Reading between the lines, I determined that it was the creamy/slimy texture and sweetness of a hot bowl of oatmeal that was unappealing to him.
The key would be to make it savory and more rustic. Furthermore, I needed to add to the allure of the final dish by incorporating some of his favorite flavors into the recipe.
With my thinking cap firmly in place, I concocted this mélange:
Oatmeal Breakfast Pilaf
For the oatmeal:
Sauté 1 cup of steel-cut oats with a little butter in a heavy saucepan until it smells toasty.
Add 3 cups of boiling water and a good pinch of salt.
Give a quick stir and lower the heat until it is barely bubbling.
Do not stir.
It should be done in 20 minutes or so. The oatmeal should not be too soft.

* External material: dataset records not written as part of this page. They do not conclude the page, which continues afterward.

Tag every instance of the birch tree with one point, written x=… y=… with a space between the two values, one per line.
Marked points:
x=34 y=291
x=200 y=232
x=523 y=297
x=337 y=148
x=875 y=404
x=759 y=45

Sauté in a skillet an assortment of embellishments:
Onion, mushroom, sausage are shown here. But the possibilities are endless! Ham, chorizo, bacon, bell pepper, fresh herbs, leeks...the list goes on and on!
Finally, scoops of cooked oatmeal are added to the pan, stirred in and browned a bit. A little salt and pepper are added to taste.
I've made Oatmeal Breakfast Pilaf several times now and Mr. Sutter cleans his plate. At first, I was reluctant to divulge the key ingredient. When I finally did, he was receptive. He didn't spit it out and shout YOU LIAR! YOU CHEAT! HOW DARE YOU BETRAY ME!
So my work here with oatmeal is done. Problem solved. Husband eating oatmeal 3-4 days a week.
They say that cheaters never prosper, but perhaps, they have lower cholesterol.